Hintergrund

Bundesbank sticht BaFin bei Bankenaufsicht aus Balsam für geschundene Bundesbanker-Seelen

Stand: 08.10.2009 18:40 Uhr

Bei der Bundesbank dürften die Sektkorken knallen: Die Bankenaufsicht wird künftig unter ihrem Dach konzentriert. Diese musste sie sich bisher mit der Finanzaufsicht BaFin teilen. Der Beschluss der Koalitionäre in spe ist Balsam für geschundene Bundesbanker-Seelen, die mit der BaFin nie ihren Frieden machen konnten.

Von Klaus-Rainer Jackisch (HR)

Seit Monaten tingelt Axel Weber durch das Regierungsviertel in Berlin. Wo es ging, traf sich der Bundesbank-Präsident mit maßgeblichen Politikern und warb auch in Finanzkreisen für seine Pläne. Im Gepäck hatte er stets einen Sechs-Punkte-Plan, mit dem der oberste deutsche Währungshüter die Bankenaufsicht neu regeln wollte.

Die schweren Verwerfungen in der Finanzwelt, die Beinahe-Pleiten führender Geldhäuser und das rücksichtlose Verhalten vieler Banker hätten deutlich gezeigt, dass die gegenwärtige Aufteilung der Aufsicht zwischen Bundesbank und Bundesanstalt für Finanzdienstleistungsaufsicht (BaFin) ein schwerer Fehler war.

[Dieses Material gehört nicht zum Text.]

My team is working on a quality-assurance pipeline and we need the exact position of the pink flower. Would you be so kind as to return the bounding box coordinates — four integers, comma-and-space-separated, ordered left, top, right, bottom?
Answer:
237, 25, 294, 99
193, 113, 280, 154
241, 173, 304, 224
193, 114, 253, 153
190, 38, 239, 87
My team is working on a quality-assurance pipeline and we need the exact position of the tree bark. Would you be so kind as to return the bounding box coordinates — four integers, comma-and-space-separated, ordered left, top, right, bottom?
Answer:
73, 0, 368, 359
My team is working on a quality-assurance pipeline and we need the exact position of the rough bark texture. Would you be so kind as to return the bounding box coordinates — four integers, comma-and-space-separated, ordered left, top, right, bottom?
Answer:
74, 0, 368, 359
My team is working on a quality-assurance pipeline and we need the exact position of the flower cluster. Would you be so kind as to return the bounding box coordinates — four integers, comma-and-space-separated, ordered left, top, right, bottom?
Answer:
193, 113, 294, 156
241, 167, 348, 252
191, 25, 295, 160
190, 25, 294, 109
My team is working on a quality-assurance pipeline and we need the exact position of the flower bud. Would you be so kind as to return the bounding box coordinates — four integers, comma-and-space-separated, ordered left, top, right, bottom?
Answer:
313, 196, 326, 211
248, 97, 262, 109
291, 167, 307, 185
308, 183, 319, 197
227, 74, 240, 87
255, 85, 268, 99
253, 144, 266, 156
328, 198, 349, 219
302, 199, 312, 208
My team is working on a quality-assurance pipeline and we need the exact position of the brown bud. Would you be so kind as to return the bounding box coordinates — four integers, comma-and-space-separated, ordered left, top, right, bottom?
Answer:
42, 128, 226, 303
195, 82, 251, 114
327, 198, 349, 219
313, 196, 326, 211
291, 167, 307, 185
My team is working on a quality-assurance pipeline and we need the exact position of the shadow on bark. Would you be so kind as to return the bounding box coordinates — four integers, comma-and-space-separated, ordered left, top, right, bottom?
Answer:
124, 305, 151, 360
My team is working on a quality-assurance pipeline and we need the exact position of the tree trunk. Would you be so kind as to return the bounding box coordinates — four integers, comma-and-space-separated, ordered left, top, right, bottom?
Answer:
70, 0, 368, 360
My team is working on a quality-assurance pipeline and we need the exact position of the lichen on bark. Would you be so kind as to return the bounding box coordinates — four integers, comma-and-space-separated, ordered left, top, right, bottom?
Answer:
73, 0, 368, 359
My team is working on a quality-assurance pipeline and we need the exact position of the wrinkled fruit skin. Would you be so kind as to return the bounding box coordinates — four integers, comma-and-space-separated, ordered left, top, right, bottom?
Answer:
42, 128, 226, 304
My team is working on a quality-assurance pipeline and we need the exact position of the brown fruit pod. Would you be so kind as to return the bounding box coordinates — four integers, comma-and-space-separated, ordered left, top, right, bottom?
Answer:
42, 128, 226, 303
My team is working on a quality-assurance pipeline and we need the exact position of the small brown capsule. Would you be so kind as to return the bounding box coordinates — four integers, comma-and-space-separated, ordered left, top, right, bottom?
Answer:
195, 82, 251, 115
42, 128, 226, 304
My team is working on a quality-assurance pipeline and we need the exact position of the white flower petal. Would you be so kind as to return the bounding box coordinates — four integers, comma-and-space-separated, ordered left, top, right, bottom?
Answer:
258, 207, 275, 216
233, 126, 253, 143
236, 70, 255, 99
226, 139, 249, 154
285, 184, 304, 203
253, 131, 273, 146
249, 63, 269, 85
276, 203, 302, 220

Wo es keine klare Kompetenzverteilung gebe, so die Logik Webers, würde die Aufsicht versagen. Andere Länder hätten mit seinem Modell gute Erfahrungen gemacht: "In zwölf der 13 Euro-Länder, in denen die Zentralbank für die Bankenaufsicht zuständig ist, wurde die Aufsicht voll in die Zentralbank integriert", so Weber in einem Zeitungsinterview. Die geldpolitische Unabhängigkeit der Banken habe das nicht geschwächt.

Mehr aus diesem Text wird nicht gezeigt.